In the meantime, Ian and I are eagerly awaiting the birth of our first grandchild.  This should be in the next week or so, and I never thought I would be so excited!  Watch this space …!



January/February 2013

As I write, the Christmas Season is drawing to a close.  We have, once again, reflected on the wonder of God’s self-giving love, as he came to live among us; we have reflected on the surprise of the shepherds who were startled by the angels and couldn’t wait to get down to Bethlehem to find out for themselves, who knelt in worship before the infant; and we have journeyed with the wise men who had been watching and waiting for a long time before they saw the sign that the new king had been born, followed it, and who offered costly gifts as they knelt in worship of the infant. The lives of these people, and those around them, was never the same after those momentous events.

But now we move on.  We will soon be looking again at the adult man, Jesus, as he begins his ministry.  We will be looking at the call of the disciples, and this is asking for a very different response from that of the shepherds and the wise men.

At this stage in his life, Jesus doesn’t need worship such as the shepherds and the wise men gave.  Nor does he need costly gifts such as the wise men brought.  Jesus is asking for gifts from his disciples that are far more demanding than anything that can be bought.  Jesus is asking men – who probably knew him – to trust him, to support him, to work with him, to learn from him, to travel with him, to be his friend, and all this through thick and thin.

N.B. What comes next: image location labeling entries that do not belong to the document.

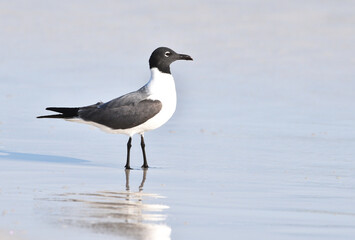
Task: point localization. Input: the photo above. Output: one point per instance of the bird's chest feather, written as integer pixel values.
(162, 87)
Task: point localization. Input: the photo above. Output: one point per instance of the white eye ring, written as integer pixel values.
(167, 54)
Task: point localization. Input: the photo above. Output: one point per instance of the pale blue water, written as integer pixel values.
(261, 146)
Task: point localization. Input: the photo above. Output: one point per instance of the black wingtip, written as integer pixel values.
(52, 116)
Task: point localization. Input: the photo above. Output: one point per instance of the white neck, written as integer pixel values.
(161, 84)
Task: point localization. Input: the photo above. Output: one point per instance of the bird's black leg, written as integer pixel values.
(129, 145)
(145, 163)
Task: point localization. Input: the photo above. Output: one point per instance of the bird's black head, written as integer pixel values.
(162, 57)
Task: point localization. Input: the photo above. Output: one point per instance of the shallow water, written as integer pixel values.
(261, 146)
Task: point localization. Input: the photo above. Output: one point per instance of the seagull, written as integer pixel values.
(137, 112)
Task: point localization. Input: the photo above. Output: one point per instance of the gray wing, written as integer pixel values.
(124, 112)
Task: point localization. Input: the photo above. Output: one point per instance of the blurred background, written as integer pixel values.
(264, 127)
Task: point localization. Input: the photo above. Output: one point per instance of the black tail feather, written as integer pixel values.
(65, 112)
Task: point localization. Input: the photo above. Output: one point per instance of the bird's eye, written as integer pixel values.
(167, 54)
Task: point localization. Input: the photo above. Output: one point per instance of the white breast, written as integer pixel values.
(160, 87)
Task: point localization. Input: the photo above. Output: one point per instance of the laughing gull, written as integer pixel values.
(137, 112)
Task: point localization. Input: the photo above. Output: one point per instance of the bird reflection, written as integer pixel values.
(123, 213)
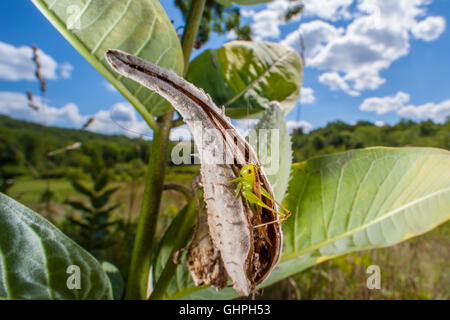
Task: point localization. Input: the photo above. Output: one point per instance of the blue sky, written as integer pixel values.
(375, 60)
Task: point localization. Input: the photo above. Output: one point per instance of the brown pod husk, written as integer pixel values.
(249, 254)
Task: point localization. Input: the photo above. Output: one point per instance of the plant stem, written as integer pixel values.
(190, 31)
(151, 201)
(148, 218)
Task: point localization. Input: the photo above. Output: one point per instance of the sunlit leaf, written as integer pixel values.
(139, 27)
(36, 259)
(246, 76)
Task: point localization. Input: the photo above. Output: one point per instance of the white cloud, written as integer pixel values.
(307, 95)
(336, 82)
(379, 34)
(16, 64)
(306, 126)
(121, 118)
(315, 34)
(267, 22)
(328, 10)
(437, 112)
(385, 104)
(429, 29)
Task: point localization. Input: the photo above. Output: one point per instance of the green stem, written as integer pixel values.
(148, 219)
(190, 31)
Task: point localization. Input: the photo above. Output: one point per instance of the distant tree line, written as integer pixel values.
(339, 136)
(22, 145)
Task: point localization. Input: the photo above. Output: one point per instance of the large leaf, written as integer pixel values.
(245, 76)
(165, 273)
(140, 27)
(357, 200)
(35, 257)
(273, 144)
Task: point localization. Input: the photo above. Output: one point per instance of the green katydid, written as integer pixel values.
(251, 189)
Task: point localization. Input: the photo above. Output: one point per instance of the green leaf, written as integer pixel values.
(78, 205)
(273, 143)
(116, 279)
(100, 200)
(35, 256)
(101, 181)
(80, 187)
(245, 76)
(139, 27)
(363, 199)
(356, 200)
(176, 236)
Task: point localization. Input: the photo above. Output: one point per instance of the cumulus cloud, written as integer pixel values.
(306, 126)
(336, 82)
(435, 111)
(429, 29)
(121, 118)
(307, 95)
(398, 103)
(266, 23)
(380, 33)
(385, 104)
(328, 10)
(16, 64)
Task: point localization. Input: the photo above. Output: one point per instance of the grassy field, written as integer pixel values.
(415, 269)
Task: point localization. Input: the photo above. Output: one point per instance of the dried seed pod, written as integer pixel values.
(249, 254)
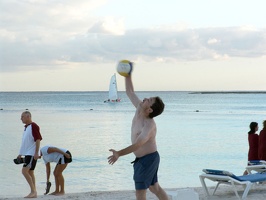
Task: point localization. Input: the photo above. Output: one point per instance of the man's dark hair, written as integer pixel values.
(157, 107)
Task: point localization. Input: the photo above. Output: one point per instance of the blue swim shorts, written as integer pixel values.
(145, 170)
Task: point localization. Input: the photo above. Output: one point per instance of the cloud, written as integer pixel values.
(43, 33)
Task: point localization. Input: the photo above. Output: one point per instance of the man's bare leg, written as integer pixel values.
(158, 191)
(30, 178)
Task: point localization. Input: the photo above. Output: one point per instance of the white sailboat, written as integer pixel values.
(113, 97)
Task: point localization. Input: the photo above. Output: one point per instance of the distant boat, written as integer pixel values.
(113, 97)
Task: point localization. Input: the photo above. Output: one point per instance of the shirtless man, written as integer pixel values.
(30, 149)
(143, 137)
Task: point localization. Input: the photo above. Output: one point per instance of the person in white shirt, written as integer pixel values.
(60, 156)
(29, 149)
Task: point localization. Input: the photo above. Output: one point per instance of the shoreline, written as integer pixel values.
(224, 192)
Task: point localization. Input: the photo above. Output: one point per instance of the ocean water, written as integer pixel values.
(195, 131)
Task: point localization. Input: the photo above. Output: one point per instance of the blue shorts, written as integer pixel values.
(30, 162)
(145, 170)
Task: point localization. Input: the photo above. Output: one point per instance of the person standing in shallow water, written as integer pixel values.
(262, 142)
(143, 137)
(253, 141)
(30, 146)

The Gospels don’t account for each day of three years, there are gaps in between, so I think there were times when the disciples did go out fishing again, or carried on their other work.  We know that Peter, at least, had a wife and a mother-in-law to support.  The big change in their lives was that from now on, Jesus was their top priority, and when he said ‘I need you to come with me’, they went.

We, too are called to be Jesus’ disciples.  Not necessarily to leave the life we were leading before we were called – though some are called to do that – but to make Jesus our top priority.  In our Covenant Services recently, we have once again willingly made our commitment to go wherever God wants us to go, and do whatever God wants us to do.  This is this is the most costly gift of all.  It involves our whole lives, and isn’t easy at all.

But as we look at the year ahead and what it might hold for us, both as individuals and faith communities, we know that however demanding, however challenging, however much we are out of our comfort zones, God is there to help and encourage us, and to give us the strength we need.

Happy New Year!




           As I write, Christmas still seems a long way off, but it'll come round very quickly, I'm sure, and I daresay with those little panics that we all have in the run-up top the big day. But that shouldn't stop us pausing from time to time to reflect what Christmas is all about, really.  


           The birth of Christ has many messages for us, and goodness knows we need to hear them today, but I will touch on just one big message in this newsletter.  But we should  be listening for God's voice in all the readings, prayers, activities and carols for His message to each one of us at this time.  If we sing new carols - and there are many new ones around, look for the message within them, even if it means that your particular favourite isn't included in the service you attend!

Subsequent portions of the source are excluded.